Le Provocateur de Sourires a l’honneur d’être partenaire de OneHeart. Régulièrement, nous relayons ici les sujets de cette équipe qui opère à cœur ouvert. Et nous vous partageons une bonne nouvelle à propos de notre planète bleue.

Comme tous les ans, l’ONG Global Footprint Network calcule la date à laquelle l’Homme a utilisé toutes les ressources biologiques de la Terre, renouvelables pendant toute l’année. Cette année, le Jour du dépassement de la Terre a été fixé au 22 août 2020 contre le 29 juillet l’année dernière, soit trois semaines plus tard.

Un recul historique

Depuis les années 1970, la situation n’a fait que se détériorer au fil des années, ne faisant qu’accroître le déficit écologique entre le jour du dépassement de la Terre et la fin de l’année. En effet, l’humanité utilise actuellement « 60 % de plus que ce qui peut être renouvelé – ou autant que si nous vivions sur 1,6 planète » explique le rapport de Global Footprint Network.


Ce recul de plus de trois semaines constitue un « renversement historique » et est donc dû aux mesures de confinement instaurées partout dans le monde pour limiter la propagation de la Covid-19. Selon le rapport de l’ONG – produit à partir de données des Nations Unies et d’autres indicateurs – ce changement s’explique en grande partie par la diminution de la récolte de bois et des émissions de CO2 liées à la calcination de combustibles fossiles. En tout, notre empreinte carbone devrait baisser de 14,5 %.

Une situation exceptionnelle renouvelable avec un réel changement

Si cette conséquence du confinement est une bonne nouvelle pour notre planète, Global Footprint Network ne se réjouit pas pour autant : « Cela montre que des changements importants et rapides sont possibles.

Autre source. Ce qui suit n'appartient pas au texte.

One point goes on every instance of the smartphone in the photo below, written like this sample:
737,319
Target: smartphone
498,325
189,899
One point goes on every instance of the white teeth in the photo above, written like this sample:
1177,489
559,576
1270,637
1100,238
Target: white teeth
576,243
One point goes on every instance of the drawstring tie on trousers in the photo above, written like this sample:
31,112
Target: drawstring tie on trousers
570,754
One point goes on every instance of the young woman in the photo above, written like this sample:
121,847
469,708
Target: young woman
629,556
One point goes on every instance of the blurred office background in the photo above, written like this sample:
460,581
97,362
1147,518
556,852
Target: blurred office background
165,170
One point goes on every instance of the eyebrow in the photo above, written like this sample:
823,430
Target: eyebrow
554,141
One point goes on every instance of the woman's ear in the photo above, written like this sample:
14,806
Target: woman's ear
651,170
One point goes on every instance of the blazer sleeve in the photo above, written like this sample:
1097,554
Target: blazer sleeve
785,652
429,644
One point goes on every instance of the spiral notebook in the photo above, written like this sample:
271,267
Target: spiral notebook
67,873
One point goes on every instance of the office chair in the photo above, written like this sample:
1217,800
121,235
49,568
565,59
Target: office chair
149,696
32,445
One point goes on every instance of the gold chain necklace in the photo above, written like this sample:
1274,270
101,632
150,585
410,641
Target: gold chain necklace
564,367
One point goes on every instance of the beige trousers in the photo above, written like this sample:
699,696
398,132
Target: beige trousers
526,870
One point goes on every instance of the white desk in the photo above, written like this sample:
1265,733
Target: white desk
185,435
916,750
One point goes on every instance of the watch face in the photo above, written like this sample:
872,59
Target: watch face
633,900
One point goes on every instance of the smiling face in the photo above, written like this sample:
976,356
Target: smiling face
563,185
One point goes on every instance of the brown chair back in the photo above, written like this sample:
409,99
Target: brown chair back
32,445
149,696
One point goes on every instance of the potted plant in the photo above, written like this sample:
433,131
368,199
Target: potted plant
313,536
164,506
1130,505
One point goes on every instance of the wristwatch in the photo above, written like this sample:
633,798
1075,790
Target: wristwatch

Mais cette réduction de notre empreinte écologique est imposée et non voulue, et comme elle ne s’accompagne pas d’un changement systémique dans nos modes de production et de consommation, elle ne va pas durer », juge Mathis Wackernagel, Président du Global Footprint Network.

L’ONG réclame donc la mise en place de réelles politiques de développement durables de la part des gouvernements. En effet, la reprise des activités mondiales devrait faire repartir à la hausse les émissions de carbone. Selon les dernières données en provenance de Chine, les émissions issues de l’industrie sont reparties à la hausse depuis la fin du confinement dès le mois de mars et ont même légèrement dépassé celles du même mois de 2019. En effet la Chine entend rattraper son retard causé par le confinement.